Faria uses RLE, but with three different types of runs:

1) The three most common runs of metatiles (water, grass, forest) can have runs of 2 to 17 metatiles. Bit pattern is 0x11mmcccc (m = metatile index into lookup array and c = count - 2)

2) Then there are 8 lesser types (generally horizontal boundaries between grass and other terrain types). These runs can be from 2 to 9 in count. Bit pattern is 0x10mmmccc.

3) Other metatiles don't have repeat count. This is also how one would represent a single water tile. Bit pattern is %0mmmmmmm.

The overworld is 128x128 metatiles, and compresses down to 7443 bytes in size.

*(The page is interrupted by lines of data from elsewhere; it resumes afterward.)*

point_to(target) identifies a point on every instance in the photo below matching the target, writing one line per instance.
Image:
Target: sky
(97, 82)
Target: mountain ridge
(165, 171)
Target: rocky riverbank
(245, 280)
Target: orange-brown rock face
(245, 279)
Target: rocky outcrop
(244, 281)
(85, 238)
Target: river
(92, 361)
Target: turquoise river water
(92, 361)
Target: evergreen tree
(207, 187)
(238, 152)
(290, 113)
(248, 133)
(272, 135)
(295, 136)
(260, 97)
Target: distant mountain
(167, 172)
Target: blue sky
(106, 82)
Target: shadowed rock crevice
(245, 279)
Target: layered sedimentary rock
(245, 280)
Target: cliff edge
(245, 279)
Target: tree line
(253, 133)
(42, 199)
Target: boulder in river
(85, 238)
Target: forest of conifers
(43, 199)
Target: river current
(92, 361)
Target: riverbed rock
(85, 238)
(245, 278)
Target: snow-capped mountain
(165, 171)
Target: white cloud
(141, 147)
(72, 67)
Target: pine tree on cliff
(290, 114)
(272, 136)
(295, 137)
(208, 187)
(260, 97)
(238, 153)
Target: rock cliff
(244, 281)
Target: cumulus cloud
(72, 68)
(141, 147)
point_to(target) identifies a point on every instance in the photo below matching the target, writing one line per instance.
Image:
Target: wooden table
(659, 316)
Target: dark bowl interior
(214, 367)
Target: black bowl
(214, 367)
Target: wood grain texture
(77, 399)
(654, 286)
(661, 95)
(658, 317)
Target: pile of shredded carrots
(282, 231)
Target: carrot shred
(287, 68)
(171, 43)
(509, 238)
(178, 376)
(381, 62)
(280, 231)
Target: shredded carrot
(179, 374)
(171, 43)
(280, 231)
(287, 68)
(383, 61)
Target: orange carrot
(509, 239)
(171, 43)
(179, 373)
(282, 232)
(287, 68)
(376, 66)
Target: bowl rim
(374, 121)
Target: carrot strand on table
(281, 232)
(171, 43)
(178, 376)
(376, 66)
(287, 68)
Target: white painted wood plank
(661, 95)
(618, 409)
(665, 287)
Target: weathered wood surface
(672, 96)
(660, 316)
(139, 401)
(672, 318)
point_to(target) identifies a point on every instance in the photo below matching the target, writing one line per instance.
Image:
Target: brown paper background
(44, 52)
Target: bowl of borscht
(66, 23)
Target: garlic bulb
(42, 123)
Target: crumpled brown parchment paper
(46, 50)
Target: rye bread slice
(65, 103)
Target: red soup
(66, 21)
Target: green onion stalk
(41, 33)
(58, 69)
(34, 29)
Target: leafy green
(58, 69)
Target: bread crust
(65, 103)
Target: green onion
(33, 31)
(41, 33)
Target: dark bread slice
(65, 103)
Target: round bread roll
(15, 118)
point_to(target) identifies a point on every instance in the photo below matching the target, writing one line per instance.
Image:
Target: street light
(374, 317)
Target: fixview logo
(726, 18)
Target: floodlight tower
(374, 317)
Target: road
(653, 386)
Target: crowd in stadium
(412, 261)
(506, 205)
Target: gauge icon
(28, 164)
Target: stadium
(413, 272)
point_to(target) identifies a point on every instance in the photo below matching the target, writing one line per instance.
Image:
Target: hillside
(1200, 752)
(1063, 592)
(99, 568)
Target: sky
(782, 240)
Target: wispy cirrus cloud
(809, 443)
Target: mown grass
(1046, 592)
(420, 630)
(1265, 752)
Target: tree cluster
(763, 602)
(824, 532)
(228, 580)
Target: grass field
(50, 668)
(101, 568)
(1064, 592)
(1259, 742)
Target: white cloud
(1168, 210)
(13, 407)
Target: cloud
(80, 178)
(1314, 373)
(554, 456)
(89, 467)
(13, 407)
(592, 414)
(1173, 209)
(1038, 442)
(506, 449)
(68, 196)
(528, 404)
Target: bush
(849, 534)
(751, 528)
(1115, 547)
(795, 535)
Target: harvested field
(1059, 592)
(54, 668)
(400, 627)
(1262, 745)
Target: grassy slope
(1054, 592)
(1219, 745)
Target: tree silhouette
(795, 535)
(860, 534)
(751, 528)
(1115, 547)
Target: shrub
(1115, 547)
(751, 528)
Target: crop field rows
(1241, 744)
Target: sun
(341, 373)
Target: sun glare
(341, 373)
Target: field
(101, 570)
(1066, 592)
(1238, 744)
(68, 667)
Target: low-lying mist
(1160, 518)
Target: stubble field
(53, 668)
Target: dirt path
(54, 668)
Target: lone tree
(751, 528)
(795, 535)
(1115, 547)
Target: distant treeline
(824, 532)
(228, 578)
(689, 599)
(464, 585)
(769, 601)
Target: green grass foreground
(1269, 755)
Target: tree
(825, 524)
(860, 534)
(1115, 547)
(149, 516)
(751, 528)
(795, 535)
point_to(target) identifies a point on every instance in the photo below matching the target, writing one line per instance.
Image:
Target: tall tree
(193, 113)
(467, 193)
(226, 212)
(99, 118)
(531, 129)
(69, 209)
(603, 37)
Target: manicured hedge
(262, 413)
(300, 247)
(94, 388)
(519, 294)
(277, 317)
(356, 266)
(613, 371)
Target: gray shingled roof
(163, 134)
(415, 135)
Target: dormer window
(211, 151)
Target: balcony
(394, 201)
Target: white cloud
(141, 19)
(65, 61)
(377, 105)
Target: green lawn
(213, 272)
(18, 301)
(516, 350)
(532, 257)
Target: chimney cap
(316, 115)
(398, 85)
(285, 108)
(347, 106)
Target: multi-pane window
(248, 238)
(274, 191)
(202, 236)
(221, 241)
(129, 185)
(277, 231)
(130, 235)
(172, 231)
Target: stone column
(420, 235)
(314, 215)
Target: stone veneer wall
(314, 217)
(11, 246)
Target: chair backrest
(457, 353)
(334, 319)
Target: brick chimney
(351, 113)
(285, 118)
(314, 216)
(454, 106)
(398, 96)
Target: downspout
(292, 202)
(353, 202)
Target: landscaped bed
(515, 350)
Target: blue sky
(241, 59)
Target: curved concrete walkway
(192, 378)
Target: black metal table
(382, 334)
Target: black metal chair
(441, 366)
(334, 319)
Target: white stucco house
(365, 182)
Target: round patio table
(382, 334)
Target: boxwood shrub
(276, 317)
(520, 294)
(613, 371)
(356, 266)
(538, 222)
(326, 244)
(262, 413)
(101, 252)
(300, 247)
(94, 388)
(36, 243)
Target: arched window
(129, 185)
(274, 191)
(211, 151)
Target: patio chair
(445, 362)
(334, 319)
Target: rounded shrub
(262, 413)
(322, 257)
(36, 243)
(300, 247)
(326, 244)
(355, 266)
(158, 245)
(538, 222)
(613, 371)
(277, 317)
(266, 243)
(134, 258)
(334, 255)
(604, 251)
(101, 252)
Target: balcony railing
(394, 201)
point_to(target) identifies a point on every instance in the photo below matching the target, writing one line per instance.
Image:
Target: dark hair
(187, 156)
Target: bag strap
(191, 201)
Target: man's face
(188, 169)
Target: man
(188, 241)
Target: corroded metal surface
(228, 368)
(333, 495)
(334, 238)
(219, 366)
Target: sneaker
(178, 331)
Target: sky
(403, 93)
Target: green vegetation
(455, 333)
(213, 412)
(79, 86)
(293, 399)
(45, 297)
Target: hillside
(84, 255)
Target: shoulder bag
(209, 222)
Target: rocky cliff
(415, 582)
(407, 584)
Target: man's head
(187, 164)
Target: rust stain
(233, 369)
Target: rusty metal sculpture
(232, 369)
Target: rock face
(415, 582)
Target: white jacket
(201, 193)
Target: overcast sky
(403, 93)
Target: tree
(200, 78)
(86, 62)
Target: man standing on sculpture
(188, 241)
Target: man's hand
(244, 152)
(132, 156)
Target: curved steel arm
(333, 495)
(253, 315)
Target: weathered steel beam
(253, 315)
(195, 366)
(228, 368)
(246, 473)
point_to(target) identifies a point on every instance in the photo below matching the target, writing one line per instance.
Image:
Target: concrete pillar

Uncompressed it would be 16K. There are a possible 128 metatiles, but only about 120 are actually used.

The skyworld and cave world are not RLE compressed. There are only 4 possible map tiles in each, so those maps are just stored as 4 metatiles per byte.

And I disagree that RLE compression doesn't compress enough. It is enough to fit the entire overworld into a single MMC1 or MMC3 PROG-ROM bank. That makes decompression significantly easier (and faster) to implement. Typical MMC1 bank switching (LSR, STA 5 times) requires 2*(2+4) + jsr + rts = (too lazy to add it up) many CPU cycles.

Not shown in the ROM editor is another fact, Faria does decompress the visible portion of the overworld into temp space. It will decompress rows as needed as you scroll north and south. I don't remember if it buffers a off-screen few tiles in the east/west direction or not. If it doesn't, it would need to decompress 15 rows each time you move east or west.